Election candidates debate curbing youth migration

ERBIL, Kurdistan Region - Candidates running in the Kurdistan Region parliamentary election discussed the wave of youth migrating out of the region and what they believe are the root causes of the phenomenon - poverty, corruption, and unemployment. 

Migration out of the Kurdistan Region has drastically increased in recent years. More than 150,000 people have moved abroad in the past eight or nine years, “34,000 of them from the Raparin area,” Bakir Ali, head of the European Returning Migrants Association, said during Rudaw’s special election program 100 Kursi (100 seats).

Mayser Niheli, a candidate for the Kurdistan Democratic Party (KDP), said 50,000 students graduate from universities annually and changes in programs of study could curb migration. Universities “need to revise their programs and curricula to ensure they align with the market's needs, so that university graduates don't have to worry about finding a job," he said.

Every year, tens of thousands of people from Iraq and the Kurdistan Region take perilous routes out of the country towards Europe in the hope of escaping endless crises in the country, including a lack of employment, political instability, and corruption.

Around 20,000 people from Iraq and the Kurdistan Region left the country in 2023 and at least nine of them lost their lives on dangerous and illegal smuggling routes, according to the Summit (Lutka) Foundation for Refugees and Displaced Affairs.

Hemin Mohammed, a candidate from the Kurdistan Islamic Union (KIU), said that Kurdistan Region’s youth have become hopeless.

“We have helped the youth with philanthropic projects. We see the youth have been made hopeless. If social justice is upheld, we can create more job opportunities and prevent youth migration,” he said.

Balen Abdullah, a candidate for the Kurdistan Toilers Party, said the main factor behind the migration of the youth is the public sector hiring freeze, an austerity measure introduced a decade ago.

“Tens of employees retire annually and they are not replaced in a just manner,” he said.

The government is the largest employer in the Kurdistan Region.

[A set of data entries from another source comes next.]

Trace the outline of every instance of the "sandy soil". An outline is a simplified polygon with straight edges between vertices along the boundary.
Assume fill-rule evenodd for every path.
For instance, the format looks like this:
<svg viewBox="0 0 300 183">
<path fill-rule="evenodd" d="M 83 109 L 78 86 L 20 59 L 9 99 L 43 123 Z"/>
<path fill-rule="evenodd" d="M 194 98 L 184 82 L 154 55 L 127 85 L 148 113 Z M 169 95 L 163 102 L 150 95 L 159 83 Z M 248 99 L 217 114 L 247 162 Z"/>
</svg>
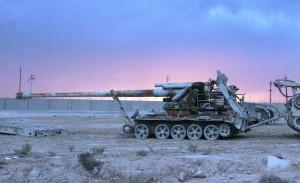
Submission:
<svg viewBox="0 0 300 183">
<path fill-rule="evenodd" d="M 300 134 L 284 123 L 262 126 L 230 140 L 161 141 L 123 135 L 122 119 L 114 114 L 0 112 L 0 118 L 55 125 L 68 132 L 40 138 L 1 135 L 0 182 L 251 183 L 270 173 L 300 182 Z M 32 152 L 17 157 L 15 150 L 26 143 L 32 145 Z M 95 155 L 103 166 L 91 175 L 78 163 L 78 154 L 92 148 L 105 151 Z M 290 160 L 291 165 L 267 170 L 269 155 Z M 197 171 L 202 178 L 195 177 Z"/>
</svg>

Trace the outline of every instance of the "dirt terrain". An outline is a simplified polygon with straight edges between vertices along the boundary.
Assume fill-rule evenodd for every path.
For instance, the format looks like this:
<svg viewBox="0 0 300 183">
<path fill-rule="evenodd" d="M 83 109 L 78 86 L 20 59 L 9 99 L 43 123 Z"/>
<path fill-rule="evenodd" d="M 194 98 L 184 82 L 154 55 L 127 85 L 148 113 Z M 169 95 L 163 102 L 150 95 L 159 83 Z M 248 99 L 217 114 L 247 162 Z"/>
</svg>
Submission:
<svg viewBox="0 0 300 183">
<path fill-rule="evenodd" d="M 66 130 L 53 137 L 0 135 L 0 182 L 252 183 L 264 174 L 300 182 L 300 134 L 284 122 L 229 140 L 161 141 L 122 134 L 122 119 L 116 114 L 0 112 L 0 118 Z M 16 154 L 27 143 L 31 152 Z M 96 151 L 92 154 L 101 162 L 91 173 L 78 161 L 78 155 L 88 151 Z M 267 168 L 271 155 L 290 165 Z"/>
</svg>

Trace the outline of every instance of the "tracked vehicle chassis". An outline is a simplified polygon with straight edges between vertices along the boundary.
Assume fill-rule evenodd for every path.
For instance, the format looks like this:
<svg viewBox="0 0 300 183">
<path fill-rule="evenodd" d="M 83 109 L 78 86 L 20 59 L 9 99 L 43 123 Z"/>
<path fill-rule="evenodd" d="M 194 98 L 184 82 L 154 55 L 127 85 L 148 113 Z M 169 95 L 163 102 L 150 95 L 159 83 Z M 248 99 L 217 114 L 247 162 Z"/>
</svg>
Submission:
<svg viewBox="0 0 300 183">
<path fill-rule="evenodd" d="M 146 139 L 190 139 L 217 140 L 230 138 L 239 130 L 223 120 L 204 120 L 187 118 L 147 118 L 135 120 L 134 134 L 137 138 Z"/>
</svg>

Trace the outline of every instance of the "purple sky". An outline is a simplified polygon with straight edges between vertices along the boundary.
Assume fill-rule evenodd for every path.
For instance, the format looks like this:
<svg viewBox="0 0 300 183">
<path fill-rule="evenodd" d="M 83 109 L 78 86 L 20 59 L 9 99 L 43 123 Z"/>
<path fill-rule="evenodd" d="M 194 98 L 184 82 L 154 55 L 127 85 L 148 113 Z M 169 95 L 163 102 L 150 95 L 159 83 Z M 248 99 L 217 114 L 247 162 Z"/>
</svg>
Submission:
<svg viewBox="0 0 300 183">
<path fill-rule="evenodd" d="M 268 83 L 300 82 L 297 0 L 2 0 L 0 96 L 152 88 L 206 81 L 216 70 L 268 100 Z M 278 92 L 275 101 L 280 101 Z"/>
</svg>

The Patriotic Union of Kurdistan (PUK) candidate, Parez Omar, said the presence of foreign workers in the Kurdistan Region is one of the factors behind the crisis. “Bringing in foreign labor, the high salaries of foreign workers compared to local workers, some of the factories do not employ locals, and lack of retirement opportunities in the private sector is causing a problem for the youth,” he said.